On the surface, it might look like Uber is heading off in two different directions as it readies for its earnings announcement slated for tonight (May 7).
On one hand, Uber announced today that it is “leading” a $170 million investment in Lime, which rents out electric scooters, electric bicycles and traditional bicycles, which seems to show that Uber is forging ahead, business somewhat as usual. (The ridesharing company was already a Lime investor.)
On the other hand, earlier this week, Uber said it is laying off 3,700 employees, while its CEO will not be taking a base salary this year. The ridesharing company’s move was the latest in bad news for the gig economy, which has been hard hit hard by COVID-19’s economic mayhem.
As reported by PYMNTS, there was talk earlier this week of Uber’s planned investment in struggling Lime.
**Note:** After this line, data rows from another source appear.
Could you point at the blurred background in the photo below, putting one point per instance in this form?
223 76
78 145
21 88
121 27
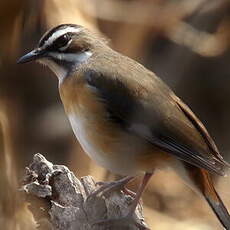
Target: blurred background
185 42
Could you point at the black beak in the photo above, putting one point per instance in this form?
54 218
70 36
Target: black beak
31 56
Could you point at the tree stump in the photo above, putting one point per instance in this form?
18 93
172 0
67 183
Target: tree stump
58 200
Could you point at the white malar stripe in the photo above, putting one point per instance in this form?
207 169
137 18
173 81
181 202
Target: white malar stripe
59 33
58 70
72 57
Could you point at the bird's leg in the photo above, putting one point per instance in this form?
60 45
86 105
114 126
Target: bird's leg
109 186
134 204
140 190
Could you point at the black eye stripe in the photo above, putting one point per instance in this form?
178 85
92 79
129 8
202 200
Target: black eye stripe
49 33
61 41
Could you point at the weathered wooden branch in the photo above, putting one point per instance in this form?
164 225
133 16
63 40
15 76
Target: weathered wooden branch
58 200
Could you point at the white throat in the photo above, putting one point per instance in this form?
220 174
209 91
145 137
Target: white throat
75 59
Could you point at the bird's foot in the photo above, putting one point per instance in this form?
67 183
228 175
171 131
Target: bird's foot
122 221
107 187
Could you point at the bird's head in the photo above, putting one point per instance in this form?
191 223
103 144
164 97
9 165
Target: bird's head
63 48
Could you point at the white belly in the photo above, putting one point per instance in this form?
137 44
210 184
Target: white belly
115 159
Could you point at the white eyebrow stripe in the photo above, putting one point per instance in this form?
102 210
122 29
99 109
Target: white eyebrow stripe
59 33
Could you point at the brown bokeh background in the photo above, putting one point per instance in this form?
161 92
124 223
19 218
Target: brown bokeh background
186 42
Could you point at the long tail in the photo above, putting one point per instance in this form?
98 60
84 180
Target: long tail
203 182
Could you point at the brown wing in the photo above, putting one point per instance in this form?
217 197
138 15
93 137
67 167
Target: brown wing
148 108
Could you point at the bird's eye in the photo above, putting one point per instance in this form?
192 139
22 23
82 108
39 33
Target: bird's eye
61 42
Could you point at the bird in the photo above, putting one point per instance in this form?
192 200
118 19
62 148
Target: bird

In a letter to employees, Lime CEO Brad Bao said he was forced to lay off 80 employees, or 13 percent of its staff, due to the impact of COVID-19 on its business. It had already laid off 100 people as of January.
Uber’s announcement of layoffs follows the massive hit its business took from the pandemic. With most social distancing rules still in effect in the U.S., the ridesharing company’s business has nearly been put in park.
In response, Uber is ramping up other sources of revenue, such as its newly launched service, the Work Hub, for drivers who are seeking more hours now that ridesharing has ground to a halt. The Work Hub gives Uber drivers the opportunity to get some income doing work on Uber’s other platforms – such as Uber Eats, Uber Works and Uber Freight – as well as other options outside the Uber ecosystem, like Domino’s, Shipt and CareGuide.